Translation is a remarkably intricate and interdependent biological subsystem that has been conserved across all cellular life forms (Fox 2010). Although the evolutionary development of the ribosome has been modelled with high confidence (Fox and Naik 2004; Bokov and Steinberg 2009; Hsiao et al. 2009; Petrov et al. 2015), the reason for its emergence remains elusive (Wolf and Koonin 2007). The first proto-ribosome has been predicted to contain the peptidyl transferase centre (PTC) but lacks the ability to decode mRNA (Agmon et al. 2005; Bokov and Steinberg 2009). This proto-ribosome was estimated to be approximately 165 bases in length (Bokov and Steinberg 2009) and capable of synthesising short peptides comprised of either fixed or random amino acids. Whilst such peptides might not appear useful, the emergence of the complete translational apparatus implies that for a substantial period in the RNA world’s existence, the production of non-coded peptides served a significant purpose. It is generally proposed that these primitive peptides enhanced RNA’s functionality by serving as co-factors or structural influencers for RNA complexes (Szathmáry and Smith 1997; Noller 2012).

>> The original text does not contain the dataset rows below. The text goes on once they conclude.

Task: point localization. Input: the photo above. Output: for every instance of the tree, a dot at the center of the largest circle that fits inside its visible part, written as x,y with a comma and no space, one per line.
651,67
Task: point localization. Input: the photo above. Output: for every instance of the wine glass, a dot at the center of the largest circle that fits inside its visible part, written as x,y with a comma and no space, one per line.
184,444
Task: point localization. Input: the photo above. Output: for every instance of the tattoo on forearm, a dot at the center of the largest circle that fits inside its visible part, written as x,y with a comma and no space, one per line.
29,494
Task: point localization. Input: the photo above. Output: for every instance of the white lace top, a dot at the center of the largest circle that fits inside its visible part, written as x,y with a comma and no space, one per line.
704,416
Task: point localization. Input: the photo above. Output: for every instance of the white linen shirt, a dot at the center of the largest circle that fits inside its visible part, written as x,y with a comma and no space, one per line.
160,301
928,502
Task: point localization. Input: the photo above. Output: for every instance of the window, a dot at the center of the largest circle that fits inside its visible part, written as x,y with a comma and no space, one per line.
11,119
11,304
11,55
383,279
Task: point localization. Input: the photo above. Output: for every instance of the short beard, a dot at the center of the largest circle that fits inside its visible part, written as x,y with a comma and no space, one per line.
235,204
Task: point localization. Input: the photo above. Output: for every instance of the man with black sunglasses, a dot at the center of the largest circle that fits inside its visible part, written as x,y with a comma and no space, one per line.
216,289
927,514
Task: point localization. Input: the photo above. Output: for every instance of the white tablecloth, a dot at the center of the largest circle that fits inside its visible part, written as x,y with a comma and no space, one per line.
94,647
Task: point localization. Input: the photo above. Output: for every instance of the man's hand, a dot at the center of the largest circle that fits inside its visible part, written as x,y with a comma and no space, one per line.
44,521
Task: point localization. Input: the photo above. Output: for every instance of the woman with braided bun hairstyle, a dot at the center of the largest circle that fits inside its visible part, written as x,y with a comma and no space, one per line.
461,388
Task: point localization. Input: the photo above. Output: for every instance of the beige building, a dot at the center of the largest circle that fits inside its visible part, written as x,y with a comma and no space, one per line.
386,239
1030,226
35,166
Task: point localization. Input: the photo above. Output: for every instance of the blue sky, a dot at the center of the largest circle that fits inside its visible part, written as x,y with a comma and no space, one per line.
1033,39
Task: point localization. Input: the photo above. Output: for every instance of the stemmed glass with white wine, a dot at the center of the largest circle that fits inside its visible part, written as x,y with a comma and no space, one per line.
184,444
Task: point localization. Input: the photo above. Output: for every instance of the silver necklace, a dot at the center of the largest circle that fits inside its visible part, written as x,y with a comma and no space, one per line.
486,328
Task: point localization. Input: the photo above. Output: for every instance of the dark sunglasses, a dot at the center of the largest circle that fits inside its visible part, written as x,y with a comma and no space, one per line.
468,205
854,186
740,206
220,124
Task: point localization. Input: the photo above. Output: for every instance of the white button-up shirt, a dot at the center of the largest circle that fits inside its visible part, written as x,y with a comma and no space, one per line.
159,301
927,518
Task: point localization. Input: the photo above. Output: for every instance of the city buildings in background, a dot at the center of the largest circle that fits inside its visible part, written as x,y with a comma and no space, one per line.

A lesser-known solution is the “inside-out” or obcell hypothesis. This posits that the proto-ribosome emerged in a pre-cellular RNA world in order to enable RNA life to colonise the outer surface of lipid membranes. This resolve concerns regarding lipid permeability and enables for the emergence of a relatively sophisticated lifeform, prior to its transition to a protocellular structure. In addition, by positing a high demand for peptides that all have a simply attained chemical property, the hypothesis provides a viable explanation for the early development of the ribosome. This hypothesis was originally introduced by Blobel (1980) and further elaborated by Cavalier-Smith (1987, 2001), with a further contribution from Griffiths (2007). Cavalier-Smith (1987) introduced the term obcell using the Latin prefix “ob-” meaning “towards”, “on”, and “against”.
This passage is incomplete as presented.